= Postdata (band) =

Musical project by Paul Murphy

Postdata is the solo project of Paul Murphy of the band Wintersleep. While centered around Murphy's songwriting and vocals, it features an ever-changing cast of supporting musicians.

Supporting collaborators have included Murphy's brother Michael Murphy, Grant Hutchison and Andy Monaghan of Frightened Rabbit, Loel Campbell and Tim D'Eon of Wintersleep, and Simone Pace of Blonde Redhead.

==History==
The project's self-titled debut album was released on Hand Drawn Dracula in 2010, and supported with a national tour across Canada. Later in the year, Murphy released three additional non-album tracks.
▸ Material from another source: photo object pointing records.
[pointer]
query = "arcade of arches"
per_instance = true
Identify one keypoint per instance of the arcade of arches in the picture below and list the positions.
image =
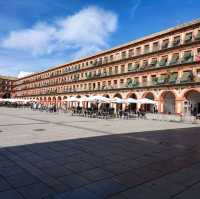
(185, 101)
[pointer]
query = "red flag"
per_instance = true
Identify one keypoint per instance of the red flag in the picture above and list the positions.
(197, 59)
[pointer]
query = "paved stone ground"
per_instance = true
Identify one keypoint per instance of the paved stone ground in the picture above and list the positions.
(57, 156)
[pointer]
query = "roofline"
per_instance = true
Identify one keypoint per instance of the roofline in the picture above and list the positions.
(8, 77)
(118, 47)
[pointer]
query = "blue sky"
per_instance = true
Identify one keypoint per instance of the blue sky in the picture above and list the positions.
(37, 34)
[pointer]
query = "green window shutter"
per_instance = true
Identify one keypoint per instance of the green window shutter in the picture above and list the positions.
(197, 36)
(186, 77)
(174, 60)
(154, 62)
(173, 77)
(130, 67)
(188, 38)
(161, 79)
(188, 57)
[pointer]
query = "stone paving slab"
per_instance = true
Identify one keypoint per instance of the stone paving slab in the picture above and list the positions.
(57, 156)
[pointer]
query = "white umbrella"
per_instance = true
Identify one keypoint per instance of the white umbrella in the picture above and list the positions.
(72, 99)
(131, 101)
(84, 99)
(146, 101)
(99, 99)
(118, 100)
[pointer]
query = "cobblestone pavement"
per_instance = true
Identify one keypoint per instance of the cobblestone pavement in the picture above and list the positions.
(57, 156)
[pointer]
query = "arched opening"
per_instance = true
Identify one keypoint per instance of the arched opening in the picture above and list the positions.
(54, 100)
(118, 106)
(148, 107)
(59, 101)
(41, 101)
(192, 102)
(169, 102)
(6, 95)
(49, 100)
(105, 106)
(132, 107)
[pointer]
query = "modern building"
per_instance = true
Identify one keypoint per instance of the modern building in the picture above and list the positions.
(164, 67)
(6, 86)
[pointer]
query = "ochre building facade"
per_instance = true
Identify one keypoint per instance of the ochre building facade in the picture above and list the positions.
(6, 86)
(164, 67)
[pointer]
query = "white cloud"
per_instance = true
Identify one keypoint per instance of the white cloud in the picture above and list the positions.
(23, 74)
(85, 32)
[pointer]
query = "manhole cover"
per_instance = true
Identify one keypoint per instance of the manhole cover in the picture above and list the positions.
(39, 129)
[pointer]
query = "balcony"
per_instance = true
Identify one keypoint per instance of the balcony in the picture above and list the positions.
(174, 60)
(188, 39)
(153, 63)
(163, 62)
(173, 78)
(187, 58)
(165, 45)
(197, 37)
(162, 79)
(176, 42)
(186, 77)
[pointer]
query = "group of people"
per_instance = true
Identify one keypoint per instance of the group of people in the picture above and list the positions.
(49, 108)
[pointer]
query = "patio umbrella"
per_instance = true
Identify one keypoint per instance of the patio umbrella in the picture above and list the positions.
(83, 99)
(99, 99)
(72, 99)
(131, 101)
(146, 101)
(118, 100)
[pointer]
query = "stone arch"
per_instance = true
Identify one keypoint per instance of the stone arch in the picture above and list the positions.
(191, 104)
(132, 107)
(117, 95)
(149, 95)
(118, 106)
(106, 95)
(132, 95)
(148, 107)
(168, 102)
(54, 100)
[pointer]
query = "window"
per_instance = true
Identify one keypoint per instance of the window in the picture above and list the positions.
(155, 46)
(130, 67)
(187, 76)
(116, 69)
(122, 69)
(198, 73)
(144, 80)
(165, 43)
(153, 79)
(111, 57)
(163, 61)
(197, 38)
(175, 59)
(162, 79)
(153, 62)
(188, 37)
(187, 57)
(146, 49)
(124, 55)
(105, 60)
(173, 78)
(177, 41)
(110, 71)
(145, 64)
(138, 50)
(131, 53)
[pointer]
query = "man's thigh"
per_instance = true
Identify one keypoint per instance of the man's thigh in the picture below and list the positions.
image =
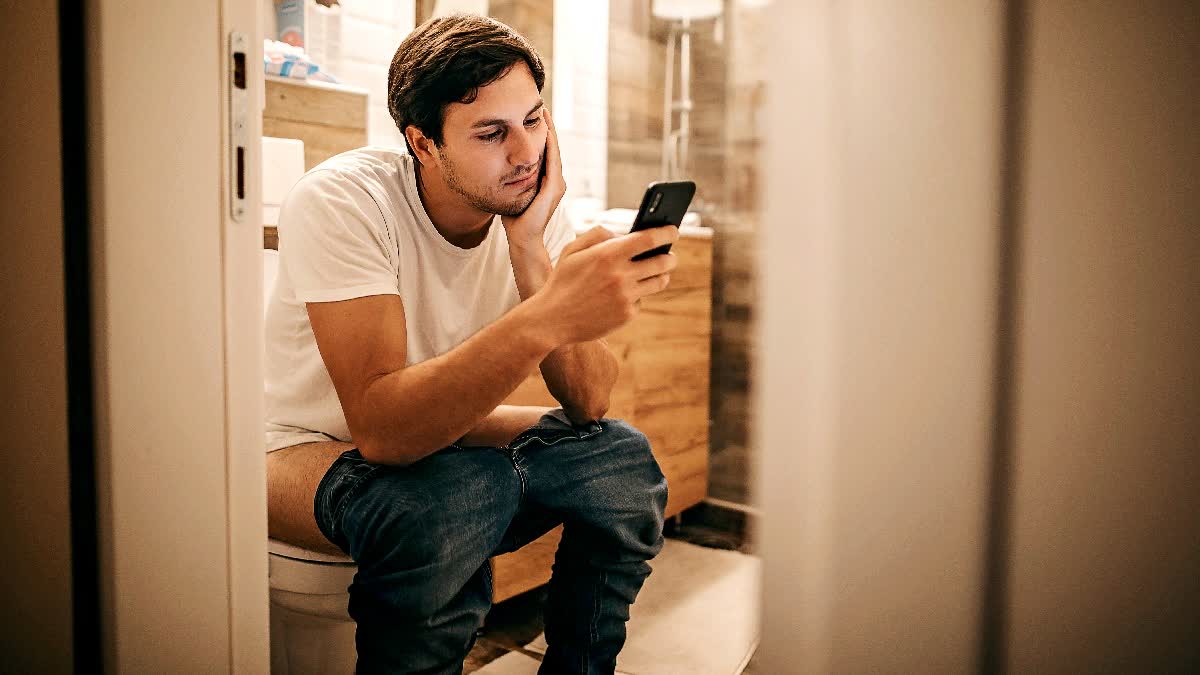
(592, 472)
(292, 478)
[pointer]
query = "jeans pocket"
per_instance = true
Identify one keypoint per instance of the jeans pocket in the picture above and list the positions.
(555, 428)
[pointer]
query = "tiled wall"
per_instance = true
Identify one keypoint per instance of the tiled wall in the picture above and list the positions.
(736, 225)
(371, 31)
(581, 95)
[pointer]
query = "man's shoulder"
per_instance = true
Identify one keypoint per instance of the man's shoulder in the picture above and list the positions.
(378, 172)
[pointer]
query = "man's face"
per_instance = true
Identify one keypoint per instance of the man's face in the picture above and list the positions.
(492, 148)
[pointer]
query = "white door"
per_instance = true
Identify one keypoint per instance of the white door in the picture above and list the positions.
(177, 315)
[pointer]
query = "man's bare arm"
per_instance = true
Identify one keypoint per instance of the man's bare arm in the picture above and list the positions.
(580, 375)
(399, 414)
(502, 425)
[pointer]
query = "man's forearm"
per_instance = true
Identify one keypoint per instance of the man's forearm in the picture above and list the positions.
(418, 410)
(580, 375)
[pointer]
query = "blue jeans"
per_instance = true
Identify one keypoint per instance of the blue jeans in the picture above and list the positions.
(423, 535)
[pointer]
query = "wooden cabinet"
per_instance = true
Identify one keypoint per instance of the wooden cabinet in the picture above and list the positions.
(663, 390)
(329, 118)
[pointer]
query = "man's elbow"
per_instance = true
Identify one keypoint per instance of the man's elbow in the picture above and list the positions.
(391, 454)
(587, 412)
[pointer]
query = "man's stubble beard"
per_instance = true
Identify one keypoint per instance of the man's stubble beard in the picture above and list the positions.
(487, 203)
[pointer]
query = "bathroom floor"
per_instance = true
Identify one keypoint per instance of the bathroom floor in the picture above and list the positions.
(517, 621)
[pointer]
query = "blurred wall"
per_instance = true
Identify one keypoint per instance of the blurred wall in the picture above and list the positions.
(879, 318)
(982, 281)
(1105, 539)
(36, 632)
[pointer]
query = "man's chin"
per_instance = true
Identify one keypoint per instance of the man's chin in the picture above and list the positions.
(517, 208)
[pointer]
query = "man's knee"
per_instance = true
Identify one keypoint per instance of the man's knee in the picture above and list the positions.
(635, 452)
(643, 487)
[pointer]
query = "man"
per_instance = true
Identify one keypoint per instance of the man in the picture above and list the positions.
(417, 290)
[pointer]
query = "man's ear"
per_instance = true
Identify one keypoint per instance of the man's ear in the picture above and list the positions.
(423, 147)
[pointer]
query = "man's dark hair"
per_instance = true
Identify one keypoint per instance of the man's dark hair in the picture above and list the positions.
(445, 60)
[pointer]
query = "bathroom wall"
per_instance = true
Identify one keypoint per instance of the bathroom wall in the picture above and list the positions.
(371, 31)
(35, 505)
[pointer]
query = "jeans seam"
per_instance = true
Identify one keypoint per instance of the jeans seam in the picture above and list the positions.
(533, 437)
(594, 625)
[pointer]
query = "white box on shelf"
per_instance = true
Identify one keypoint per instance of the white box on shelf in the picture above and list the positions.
(282, 167)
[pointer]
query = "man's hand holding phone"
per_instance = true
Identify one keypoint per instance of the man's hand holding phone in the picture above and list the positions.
(597, 286)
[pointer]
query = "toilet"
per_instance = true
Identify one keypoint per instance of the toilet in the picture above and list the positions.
(311, 631)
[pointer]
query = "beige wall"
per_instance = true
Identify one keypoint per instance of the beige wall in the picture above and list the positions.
(879, 251)
(1105, 568)
(36, 634)
(880, 335)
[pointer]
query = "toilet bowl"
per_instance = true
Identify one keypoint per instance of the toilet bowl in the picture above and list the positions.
(311, 629)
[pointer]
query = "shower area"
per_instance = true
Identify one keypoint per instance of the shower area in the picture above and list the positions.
(685, 93)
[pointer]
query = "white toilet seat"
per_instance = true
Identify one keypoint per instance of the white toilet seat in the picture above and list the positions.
(297, 553)
(310, 573)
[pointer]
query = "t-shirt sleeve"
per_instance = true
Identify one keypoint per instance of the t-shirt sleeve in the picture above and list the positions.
(558, 234)
(334, 240)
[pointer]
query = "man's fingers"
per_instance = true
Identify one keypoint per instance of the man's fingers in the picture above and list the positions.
(654, 267)
(647, 239)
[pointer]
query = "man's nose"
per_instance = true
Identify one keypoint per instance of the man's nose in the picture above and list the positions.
(523, 149)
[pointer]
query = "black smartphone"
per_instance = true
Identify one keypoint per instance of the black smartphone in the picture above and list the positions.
(664, 203)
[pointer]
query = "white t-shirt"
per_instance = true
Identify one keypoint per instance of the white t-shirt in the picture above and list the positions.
(354, 226)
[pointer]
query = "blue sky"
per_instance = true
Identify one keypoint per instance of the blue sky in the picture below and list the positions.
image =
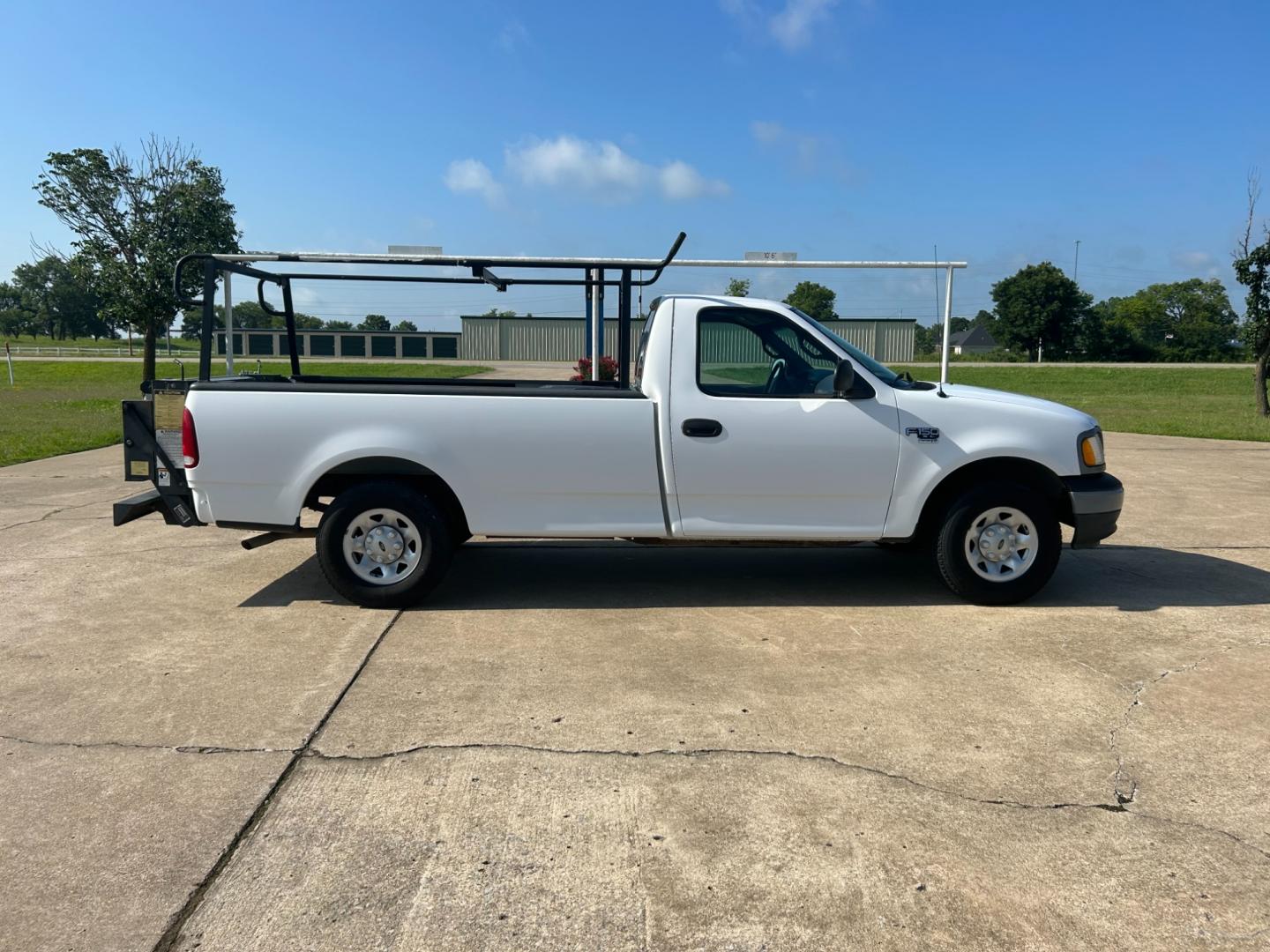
(1001, 132)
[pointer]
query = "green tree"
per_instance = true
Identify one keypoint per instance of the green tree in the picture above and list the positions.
(1105, 333)
(1252, 271)
(1039, 309)
(1186, 320)
(16, 320)
(987, 320)
(58, 297)
(133, 219)
(813, 300)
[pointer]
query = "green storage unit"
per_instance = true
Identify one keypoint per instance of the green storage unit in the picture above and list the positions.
(322, 344)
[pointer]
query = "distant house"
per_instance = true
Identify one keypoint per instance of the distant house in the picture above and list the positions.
(977, 340)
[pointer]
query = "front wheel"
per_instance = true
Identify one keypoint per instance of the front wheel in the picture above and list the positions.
(998, 544)
(381, 545)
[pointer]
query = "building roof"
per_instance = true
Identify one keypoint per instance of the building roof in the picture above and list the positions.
(975, 337)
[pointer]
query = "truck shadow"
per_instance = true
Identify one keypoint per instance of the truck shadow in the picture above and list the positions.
(511, 576)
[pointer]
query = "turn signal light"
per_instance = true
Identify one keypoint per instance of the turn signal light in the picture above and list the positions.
(188, 441)
(1091, 450)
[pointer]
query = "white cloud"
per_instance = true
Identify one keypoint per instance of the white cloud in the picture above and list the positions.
(512, 37)
(473, 176)
(793, 26)
(767, 132)
(1192, 260)
(594, 167)
(680, 182)
(602, 170)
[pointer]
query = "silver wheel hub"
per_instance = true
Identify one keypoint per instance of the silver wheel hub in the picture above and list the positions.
(383, 546)
(1001, 544)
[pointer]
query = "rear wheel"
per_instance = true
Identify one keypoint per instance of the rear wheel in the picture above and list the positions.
(383, 545)
(998, 544)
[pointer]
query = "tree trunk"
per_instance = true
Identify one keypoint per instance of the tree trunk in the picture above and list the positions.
(147, 361)
(1259, 375)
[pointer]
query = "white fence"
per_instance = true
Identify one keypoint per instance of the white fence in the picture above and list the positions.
(43, 351)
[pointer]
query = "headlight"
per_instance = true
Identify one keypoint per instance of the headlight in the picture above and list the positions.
(1091, 450)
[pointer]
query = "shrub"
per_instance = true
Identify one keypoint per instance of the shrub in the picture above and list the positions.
(608, 368)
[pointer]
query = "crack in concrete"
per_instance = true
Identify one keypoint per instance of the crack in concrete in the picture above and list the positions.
(172, 934)
(1117, 807)
(1136, 701)
(130, 746)
(710, 752)
(55, 512)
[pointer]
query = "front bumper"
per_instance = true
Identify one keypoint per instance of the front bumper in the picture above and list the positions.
(1096, 502)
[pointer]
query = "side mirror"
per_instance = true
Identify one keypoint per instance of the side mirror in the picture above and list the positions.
(843, 378)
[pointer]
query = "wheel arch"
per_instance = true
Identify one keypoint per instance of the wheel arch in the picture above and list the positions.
(997, 469)
(351, 472)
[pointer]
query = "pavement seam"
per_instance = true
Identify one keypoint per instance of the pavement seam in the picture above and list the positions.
(173, 933)
(129, 746)
(709, 752)
(1136, 701)
(1117, 807)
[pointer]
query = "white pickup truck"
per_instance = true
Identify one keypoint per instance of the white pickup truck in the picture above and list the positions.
(743, 420)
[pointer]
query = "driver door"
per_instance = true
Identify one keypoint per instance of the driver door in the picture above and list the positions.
(759, 446)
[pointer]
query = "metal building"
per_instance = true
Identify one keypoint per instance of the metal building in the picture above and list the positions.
(272, 342)
(487, 338)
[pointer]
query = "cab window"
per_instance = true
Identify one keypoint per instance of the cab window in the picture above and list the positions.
(750, 353)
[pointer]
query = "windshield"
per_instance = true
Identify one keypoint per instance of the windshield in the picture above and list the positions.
(878, 369)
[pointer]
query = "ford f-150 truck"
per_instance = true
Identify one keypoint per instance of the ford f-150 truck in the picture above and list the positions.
(742, 420)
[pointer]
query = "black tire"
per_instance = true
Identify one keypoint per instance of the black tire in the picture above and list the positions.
(955, 555)
(430, 539)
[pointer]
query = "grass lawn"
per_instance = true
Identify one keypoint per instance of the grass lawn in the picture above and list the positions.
(1175, 401)
(23, 346)
(63, 406)
(1183, 401)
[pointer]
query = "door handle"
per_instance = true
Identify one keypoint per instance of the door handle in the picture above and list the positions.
(698, 427)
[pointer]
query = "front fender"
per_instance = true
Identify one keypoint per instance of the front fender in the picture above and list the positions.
(968, 432)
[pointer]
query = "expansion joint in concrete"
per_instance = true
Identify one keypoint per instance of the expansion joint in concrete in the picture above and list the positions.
(129, 746)
(173, 933)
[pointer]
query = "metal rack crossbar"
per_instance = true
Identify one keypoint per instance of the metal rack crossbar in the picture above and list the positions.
(594, 279)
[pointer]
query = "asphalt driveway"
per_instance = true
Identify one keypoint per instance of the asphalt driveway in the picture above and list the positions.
(596, 746)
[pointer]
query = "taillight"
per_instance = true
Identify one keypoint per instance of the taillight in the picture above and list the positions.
(188, 441)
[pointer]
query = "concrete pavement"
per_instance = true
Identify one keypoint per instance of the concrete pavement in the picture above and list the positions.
(594, 746)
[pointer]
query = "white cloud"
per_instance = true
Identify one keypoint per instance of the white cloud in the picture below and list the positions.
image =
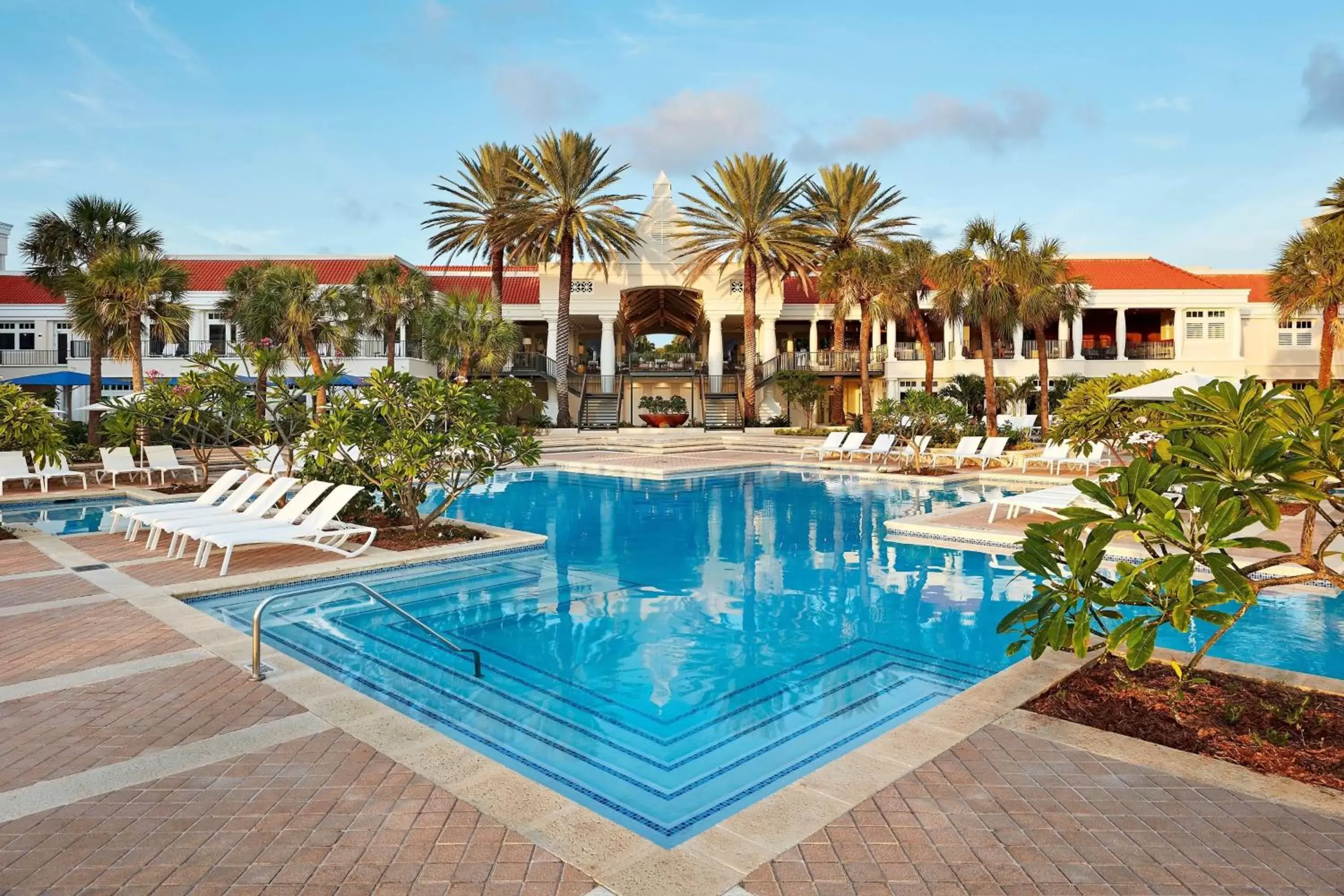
(541, 93)
(693, 128)
(1018, 116)
(1324, 82)
(1166, 104)
(167, 41)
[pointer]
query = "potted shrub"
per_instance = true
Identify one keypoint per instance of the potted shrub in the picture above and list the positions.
(663, 413)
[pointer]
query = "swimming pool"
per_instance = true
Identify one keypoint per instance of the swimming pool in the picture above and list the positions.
(683, 648)
(62, 516)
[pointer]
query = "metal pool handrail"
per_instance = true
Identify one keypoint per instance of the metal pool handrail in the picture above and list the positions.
(261, 607)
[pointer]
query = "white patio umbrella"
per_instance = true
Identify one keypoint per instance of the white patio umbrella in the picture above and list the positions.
(1164, 390)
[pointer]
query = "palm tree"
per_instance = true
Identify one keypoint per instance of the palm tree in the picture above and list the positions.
(1334, 202)
(285, 304)
(906, 289)
(393, 295)
(978, 284)
(461, 328)
(61, 248)
(853, 279)
(1047, 295)
(849, 209)
(566, 213)
(1308, 279)
(140, 285)
(749, 217)
(480, 215)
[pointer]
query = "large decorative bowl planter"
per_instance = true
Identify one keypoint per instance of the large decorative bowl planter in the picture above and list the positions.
(664, 421)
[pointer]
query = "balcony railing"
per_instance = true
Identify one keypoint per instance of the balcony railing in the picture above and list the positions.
(1158, 350)
(912, 351)
(1053, 349)
(1002, 351)
(30, 358)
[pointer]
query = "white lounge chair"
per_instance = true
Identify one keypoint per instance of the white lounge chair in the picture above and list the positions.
(1085, 461)
(881, 448)
(234, 501)
(258, 508)
(14, 466)
(912, 452)
(163, 460)
(853, 443)
(295, 508)
(992, 450)
(319, 530)
(1051, 456)
(830, 447)
(206, 499)
(119, 462)
(58, 470)
(965, 448)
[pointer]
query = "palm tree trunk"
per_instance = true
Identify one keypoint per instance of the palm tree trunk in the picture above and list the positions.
(925, 346)
(498, 281)
(865, 347)
(749, 339)
(562, 332)
(95, 385)
(987, 351)
(1331, 316)
(1043, 375)
(316, 362)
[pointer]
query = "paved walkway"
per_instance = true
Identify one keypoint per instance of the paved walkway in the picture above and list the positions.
(139, 762)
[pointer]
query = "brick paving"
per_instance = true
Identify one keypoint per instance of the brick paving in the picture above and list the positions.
(323, 814)
(45, 587)
(50, 642)
(80, 728)
(1008, 813)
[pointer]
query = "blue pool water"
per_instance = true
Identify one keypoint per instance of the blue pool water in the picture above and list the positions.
(683, 648)
(68, 516)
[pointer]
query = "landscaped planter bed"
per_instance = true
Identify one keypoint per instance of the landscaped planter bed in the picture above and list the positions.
(1272, 728)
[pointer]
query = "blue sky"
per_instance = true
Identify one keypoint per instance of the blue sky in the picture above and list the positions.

Postdata's second album, Let's Be Wilderness, was released in 2018 on Paper Bag Records. The album was nominated for a Nova Scotia Music Award, and appeared on the !earshot National Top 50 Chart in June. A video for the track "Evil" was filmed in New York City by director Derrick Belcham. That year the band performed at the Pop Montreal festival.

The band's third album, Twin Flames, was released in March 2021. It was recorded in mid-2020 with co-producer Ali Chant, partly in Bristol, England, and partly during lockdown in Halifax.

Run Wild, the band's fourth album, was released in September 2023.